The last thing some people want from their religious experiences is disruption and challenge. What many really want is a "Jacuzzi Jesus, an experience that will leave them relaxed, warm, and bubbly, and yet at the same time feeling fit and trim when they get out -- like they've just gotten in shape." Like the unnamed but well-known California minister who preached a series of sermons on the Ten Commandments subtitled "How to Feel Good about Yourself," those who seek a Jacuzzi Jesus want their soul to feel soothed, not stirred, by their encounter with Christ. But a Jacuzzi Jesus cannot reshape your life. When you step out of a jacuzzi, the air hits your artificially warmed muscles and they all tense up again; your artificially toned sags all bag again. Nothing has really changed.

Donald J. Shelby (Santa Monica, Calif.) quotes an unnamed writer who expressed this desire for a Jacuzzi Jesus with pungency:

I would like to buy only $3.00 worth of God, please. Not enough to explode my soul or disturb my sleep, but just enough to equal a cup of warm milk or a snooze in the sunshine. I don't want enough of God to make me love a foreigner, or pick fruit with a migrant farm worker. I want ecstasy, not transformation; I want the warmth of the womb, not a new birth. I want a pound of the eternal in a paper sack. I would like to buy $3.00 worth of God, please. (With double discount coupons, if possible!)

The promise to those truly "in Christ" is that everything will become new. How many of us long for just such a fresh start on life, a second chance at becoming the person we always hoped to be. That is what Paul's Jesus offers us. The "old things" in our cluttered lives do not miraculously disappear as if they never existed; difficult people still confront us, jobs still put pressure on us, bills must still be paid and family responsibilities met. But as transformed people problems and situations which appeared impassable before suddenly take on different hue. Once we are "in Christ" we are outside the pettiness of our previous self-absorption. "In Christ" we no longer are forced to see relationships and responsibilities from a "human point of view."

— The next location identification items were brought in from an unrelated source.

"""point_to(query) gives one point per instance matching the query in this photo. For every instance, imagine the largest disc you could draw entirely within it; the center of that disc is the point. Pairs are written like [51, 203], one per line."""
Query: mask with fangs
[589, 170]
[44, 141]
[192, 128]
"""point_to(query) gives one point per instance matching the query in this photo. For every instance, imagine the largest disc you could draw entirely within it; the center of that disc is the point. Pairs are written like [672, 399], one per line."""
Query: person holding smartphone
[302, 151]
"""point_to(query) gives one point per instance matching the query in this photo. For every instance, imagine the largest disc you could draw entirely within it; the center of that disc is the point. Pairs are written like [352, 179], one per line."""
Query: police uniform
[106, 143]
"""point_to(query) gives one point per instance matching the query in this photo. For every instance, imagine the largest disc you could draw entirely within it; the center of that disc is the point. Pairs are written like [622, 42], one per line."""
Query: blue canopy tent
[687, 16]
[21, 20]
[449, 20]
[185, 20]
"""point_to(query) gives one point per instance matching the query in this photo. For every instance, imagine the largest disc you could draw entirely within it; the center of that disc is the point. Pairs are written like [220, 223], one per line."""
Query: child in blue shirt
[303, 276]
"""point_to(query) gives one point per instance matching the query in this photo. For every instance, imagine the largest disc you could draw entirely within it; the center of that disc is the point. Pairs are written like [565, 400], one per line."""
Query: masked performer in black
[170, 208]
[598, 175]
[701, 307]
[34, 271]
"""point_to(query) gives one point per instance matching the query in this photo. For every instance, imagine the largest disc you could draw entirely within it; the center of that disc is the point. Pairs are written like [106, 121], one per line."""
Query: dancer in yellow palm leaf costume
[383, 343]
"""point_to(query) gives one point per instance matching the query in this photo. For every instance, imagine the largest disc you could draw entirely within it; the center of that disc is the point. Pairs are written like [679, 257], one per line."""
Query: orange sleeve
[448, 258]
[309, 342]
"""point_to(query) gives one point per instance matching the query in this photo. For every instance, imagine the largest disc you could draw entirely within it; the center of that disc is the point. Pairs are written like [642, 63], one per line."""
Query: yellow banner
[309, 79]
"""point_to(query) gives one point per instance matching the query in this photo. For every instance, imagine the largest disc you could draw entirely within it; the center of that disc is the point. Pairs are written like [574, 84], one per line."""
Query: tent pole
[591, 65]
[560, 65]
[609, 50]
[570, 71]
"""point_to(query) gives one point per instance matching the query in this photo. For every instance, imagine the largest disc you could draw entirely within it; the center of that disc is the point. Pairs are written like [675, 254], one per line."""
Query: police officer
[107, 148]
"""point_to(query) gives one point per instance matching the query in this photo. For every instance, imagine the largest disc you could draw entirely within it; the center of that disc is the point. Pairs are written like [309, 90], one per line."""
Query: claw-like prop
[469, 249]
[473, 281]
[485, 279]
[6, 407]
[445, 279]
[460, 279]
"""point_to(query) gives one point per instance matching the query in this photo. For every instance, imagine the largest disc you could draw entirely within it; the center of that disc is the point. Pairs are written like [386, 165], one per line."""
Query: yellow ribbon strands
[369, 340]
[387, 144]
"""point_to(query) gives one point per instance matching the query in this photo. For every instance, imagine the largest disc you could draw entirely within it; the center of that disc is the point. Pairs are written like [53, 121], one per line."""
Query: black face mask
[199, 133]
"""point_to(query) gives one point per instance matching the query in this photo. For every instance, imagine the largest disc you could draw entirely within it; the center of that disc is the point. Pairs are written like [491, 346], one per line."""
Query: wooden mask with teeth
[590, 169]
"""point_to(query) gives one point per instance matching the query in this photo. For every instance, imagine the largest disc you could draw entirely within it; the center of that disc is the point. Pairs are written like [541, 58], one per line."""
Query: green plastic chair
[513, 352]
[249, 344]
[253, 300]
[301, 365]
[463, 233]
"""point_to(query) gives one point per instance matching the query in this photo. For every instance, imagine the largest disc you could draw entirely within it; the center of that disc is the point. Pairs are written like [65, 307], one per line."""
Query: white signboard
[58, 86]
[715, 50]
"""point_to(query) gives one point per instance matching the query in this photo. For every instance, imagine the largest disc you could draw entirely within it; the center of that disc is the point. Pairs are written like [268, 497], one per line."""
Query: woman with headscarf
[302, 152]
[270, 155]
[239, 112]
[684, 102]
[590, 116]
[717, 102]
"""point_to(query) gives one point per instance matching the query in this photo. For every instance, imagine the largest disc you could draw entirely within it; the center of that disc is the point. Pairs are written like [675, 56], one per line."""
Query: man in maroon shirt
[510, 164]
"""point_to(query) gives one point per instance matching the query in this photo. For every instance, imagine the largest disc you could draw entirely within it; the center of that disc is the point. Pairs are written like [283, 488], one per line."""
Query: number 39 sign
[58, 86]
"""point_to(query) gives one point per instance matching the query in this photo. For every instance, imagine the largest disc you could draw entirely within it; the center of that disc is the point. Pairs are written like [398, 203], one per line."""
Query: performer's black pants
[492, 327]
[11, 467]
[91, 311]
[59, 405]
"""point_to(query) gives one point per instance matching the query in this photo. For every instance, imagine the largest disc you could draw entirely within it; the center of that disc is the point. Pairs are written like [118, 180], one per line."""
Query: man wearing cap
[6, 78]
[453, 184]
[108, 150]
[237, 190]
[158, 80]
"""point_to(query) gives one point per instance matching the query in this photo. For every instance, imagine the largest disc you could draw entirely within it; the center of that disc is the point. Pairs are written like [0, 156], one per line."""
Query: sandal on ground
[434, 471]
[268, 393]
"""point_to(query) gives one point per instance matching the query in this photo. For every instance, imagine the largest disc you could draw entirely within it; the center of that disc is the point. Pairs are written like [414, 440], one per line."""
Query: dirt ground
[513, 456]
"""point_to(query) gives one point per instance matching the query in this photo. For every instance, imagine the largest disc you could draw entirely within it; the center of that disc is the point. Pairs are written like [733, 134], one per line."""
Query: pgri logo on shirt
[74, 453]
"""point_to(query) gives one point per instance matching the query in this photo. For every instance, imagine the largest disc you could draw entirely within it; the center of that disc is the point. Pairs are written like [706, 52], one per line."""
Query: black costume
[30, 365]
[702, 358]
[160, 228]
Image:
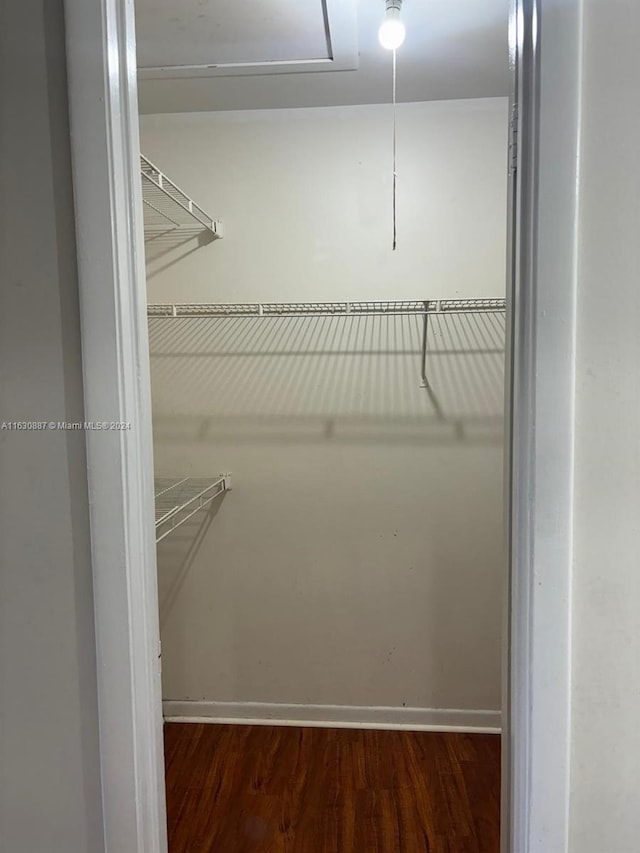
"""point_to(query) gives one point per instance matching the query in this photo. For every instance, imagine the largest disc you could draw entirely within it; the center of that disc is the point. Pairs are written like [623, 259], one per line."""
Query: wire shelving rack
[177, 500]
[327, 309]
[167, 208]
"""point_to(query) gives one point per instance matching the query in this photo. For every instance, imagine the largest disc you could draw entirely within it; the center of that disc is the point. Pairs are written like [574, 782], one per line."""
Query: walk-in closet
[325, 240]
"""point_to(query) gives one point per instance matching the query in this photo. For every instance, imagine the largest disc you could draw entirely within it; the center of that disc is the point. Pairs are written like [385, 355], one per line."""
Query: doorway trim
[105, 148]
[105, 153]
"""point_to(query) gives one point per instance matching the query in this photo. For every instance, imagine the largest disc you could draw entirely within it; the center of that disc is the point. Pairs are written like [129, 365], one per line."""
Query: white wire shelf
[167, 207]
[177, 500]
[328, 309]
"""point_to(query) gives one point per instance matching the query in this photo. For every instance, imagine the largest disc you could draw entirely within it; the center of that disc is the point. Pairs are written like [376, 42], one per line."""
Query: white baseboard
[333, 716]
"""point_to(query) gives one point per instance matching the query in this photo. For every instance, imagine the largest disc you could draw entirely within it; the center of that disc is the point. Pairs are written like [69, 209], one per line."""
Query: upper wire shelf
[177, 500]
[167, 207]
[328, 309]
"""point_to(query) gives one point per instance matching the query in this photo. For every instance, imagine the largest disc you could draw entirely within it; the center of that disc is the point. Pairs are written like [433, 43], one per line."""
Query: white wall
[305, 199]
[49, 760]
[358, 560]
[606, 580]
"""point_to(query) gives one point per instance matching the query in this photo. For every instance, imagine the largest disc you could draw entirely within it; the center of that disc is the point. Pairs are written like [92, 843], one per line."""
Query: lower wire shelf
[177, 500]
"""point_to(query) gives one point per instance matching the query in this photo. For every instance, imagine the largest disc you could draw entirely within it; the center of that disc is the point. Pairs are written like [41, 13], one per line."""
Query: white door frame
[105, 149]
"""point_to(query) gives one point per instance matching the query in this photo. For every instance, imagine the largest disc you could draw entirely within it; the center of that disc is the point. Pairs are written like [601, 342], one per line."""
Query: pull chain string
[395, 174]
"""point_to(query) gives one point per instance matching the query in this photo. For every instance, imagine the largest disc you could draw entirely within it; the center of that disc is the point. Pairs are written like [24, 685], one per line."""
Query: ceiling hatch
[208, 38]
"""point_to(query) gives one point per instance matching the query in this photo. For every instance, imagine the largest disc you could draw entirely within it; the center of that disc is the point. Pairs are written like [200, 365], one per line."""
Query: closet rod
[329, 309]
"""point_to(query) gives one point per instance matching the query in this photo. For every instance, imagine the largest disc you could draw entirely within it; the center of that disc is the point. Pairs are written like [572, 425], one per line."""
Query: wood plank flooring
[264, 789]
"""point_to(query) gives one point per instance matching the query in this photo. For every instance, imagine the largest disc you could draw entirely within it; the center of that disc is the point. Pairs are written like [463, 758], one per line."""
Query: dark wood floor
[264, 789]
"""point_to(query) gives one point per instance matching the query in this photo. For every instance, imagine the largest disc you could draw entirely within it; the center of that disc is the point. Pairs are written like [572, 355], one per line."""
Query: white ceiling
[183, 32]
[454, 49]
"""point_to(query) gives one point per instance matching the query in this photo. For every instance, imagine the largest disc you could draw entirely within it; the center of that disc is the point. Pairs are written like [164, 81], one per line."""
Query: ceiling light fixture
[392, 31]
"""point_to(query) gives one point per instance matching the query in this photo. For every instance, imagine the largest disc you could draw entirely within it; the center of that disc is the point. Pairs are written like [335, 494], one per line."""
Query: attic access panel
[209, 38]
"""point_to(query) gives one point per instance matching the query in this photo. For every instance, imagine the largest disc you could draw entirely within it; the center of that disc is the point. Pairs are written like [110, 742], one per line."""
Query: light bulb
[392, 31]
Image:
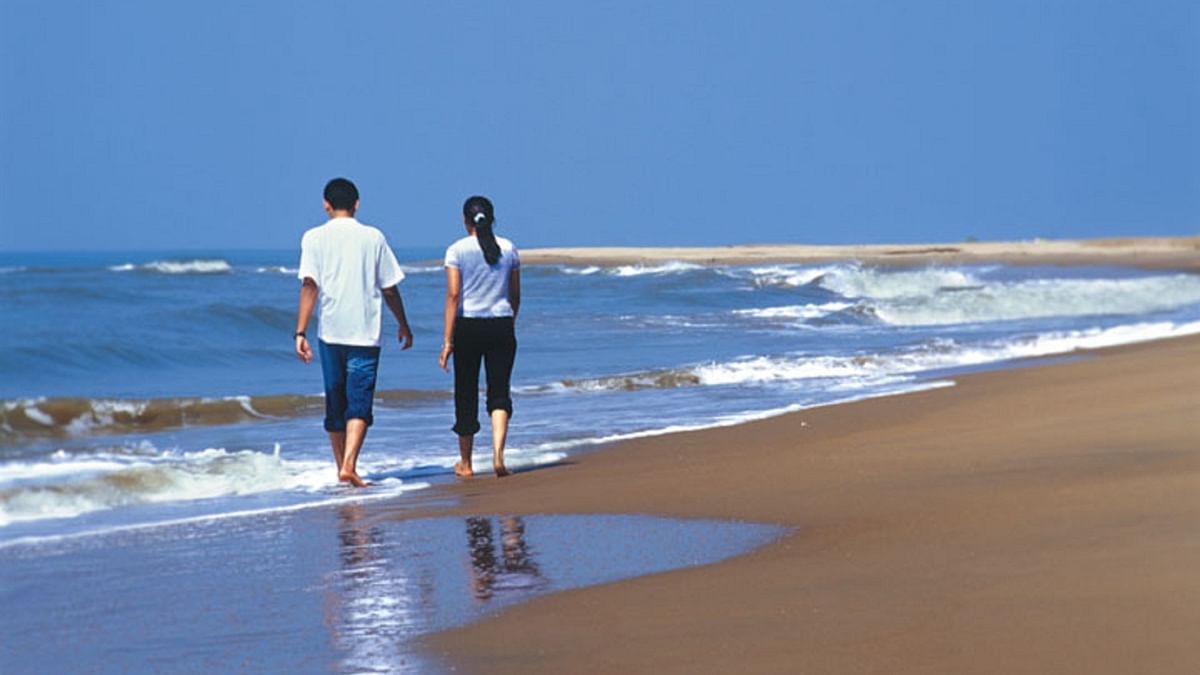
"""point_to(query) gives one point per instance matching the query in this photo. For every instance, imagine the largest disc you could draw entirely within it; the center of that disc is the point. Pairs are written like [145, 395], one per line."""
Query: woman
[483, 299]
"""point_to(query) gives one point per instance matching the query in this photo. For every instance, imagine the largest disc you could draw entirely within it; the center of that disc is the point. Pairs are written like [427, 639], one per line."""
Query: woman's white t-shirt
[485, 288]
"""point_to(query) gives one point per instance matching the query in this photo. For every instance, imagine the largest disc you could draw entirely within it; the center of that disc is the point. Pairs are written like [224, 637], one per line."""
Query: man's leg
[347, 470]
[337, 441]
[333, 368]
[361, 365]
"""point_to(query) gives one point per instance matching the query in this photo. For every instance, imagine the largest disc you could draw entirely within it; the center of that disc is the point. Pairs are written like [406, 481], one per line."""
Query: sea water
[160, 389]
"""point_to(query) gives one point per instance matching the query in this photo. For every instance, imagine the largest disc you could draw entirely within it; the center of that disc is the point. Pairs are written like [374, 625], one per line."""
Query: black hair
[478, 211]
[341, 193]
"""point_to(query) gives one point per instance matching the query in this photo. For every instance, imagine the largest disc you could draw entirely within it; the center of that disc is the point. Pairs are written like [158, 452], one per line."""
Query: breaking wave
[858, 370]
[69, 417]
[178, 267]
[946, 297]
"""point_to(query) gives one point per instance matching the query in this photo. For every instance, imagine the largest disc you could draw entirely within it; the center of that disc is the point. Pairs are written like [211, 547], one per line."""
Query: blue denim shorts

To be "in Christ" has an ecclesial as well as an individual and eschatological dimension. Romans 12:5 make explicit the connection between being "in Christ" and being "one body in Christ." We are given a new set of relationships not only within the body of Christ, but also in terms of our relationship with those outside Christbody communities. If we are "in Christ," we no longer live to oneself but to Christ. But what does it mean to live "to Christ"? It means to live for others, to serve others, and to love others.